Payne looked at McCrory. He put his hand on McCrory’s shoulder.

“Dick, you really think we have it bad being cops? Let me tell you, it could be worse.”

McCrory was quiet a moment. Then he grunted again.

“Okay, I’ll bite. How could it be worse, Sarge?”

“Could be Santa at an Eagles game.”

“Not that one,” Harris said.

Kennedy was shaking his head.

“What are you guys talking about?” McCrory said.

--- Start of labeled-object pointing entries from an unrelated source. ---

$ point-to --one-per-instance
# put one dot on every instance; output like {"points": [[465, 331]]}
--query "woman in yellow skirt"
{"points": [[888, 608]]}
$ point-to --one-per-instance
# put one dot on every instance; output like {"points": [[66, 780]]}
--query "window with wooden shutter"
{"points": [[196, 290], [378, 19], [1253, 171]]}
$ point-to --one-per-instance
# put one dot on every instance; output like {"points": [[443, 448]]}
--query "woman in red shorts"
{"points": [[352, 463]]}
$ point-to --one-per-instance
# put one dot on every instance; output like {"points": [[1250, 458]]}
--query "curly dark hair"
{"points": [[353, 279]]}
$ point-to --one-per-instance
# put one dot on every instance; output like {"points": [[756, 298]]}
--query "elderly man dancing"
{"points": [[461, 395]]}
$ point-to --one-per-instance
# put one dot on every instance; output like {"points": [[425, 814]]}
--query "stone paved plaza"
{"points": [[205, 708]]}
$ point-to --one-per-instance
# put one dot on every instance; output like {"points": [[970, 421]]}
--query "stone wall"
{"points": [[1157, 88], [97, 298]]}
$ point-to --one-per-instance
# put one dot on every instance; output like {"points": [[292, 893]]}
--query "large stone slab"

“You never heard that heartwarming Philly tale?” Payne said. “From back in, maybe, 1968? It’s legend.”

McCrory pointed to his New England Patriots knit cap. “I ain’t from around here, you know.”

Payne went on: “Made national news after the football game was televised. Anyway, it was halftime and the Eagles were losing—”

“Of course they were,” McCrory said, smirking. “Tell me something I don’t know.”

“And the weather was miserable, bitter cold and snowing. And of course everyone’s been sucking down the brandy and whatever else rotgut they’d snuck into the stadium. So, out comes Santa Claus—actually, the drunk who was supposed to do it was a no-show, so some poor schmuck actually volunteered at the last moment—and the minute he walks out onto the sidelines, waving to the crowd and doing his Ho! Ho! Ho! Merry Christmas! schtick—Wham!—he gets pelted by a snowball. Then the others in the stands, all in Eagles gear, join in. Wham! Wham! Wham! And Santa has to haul ass off the field.”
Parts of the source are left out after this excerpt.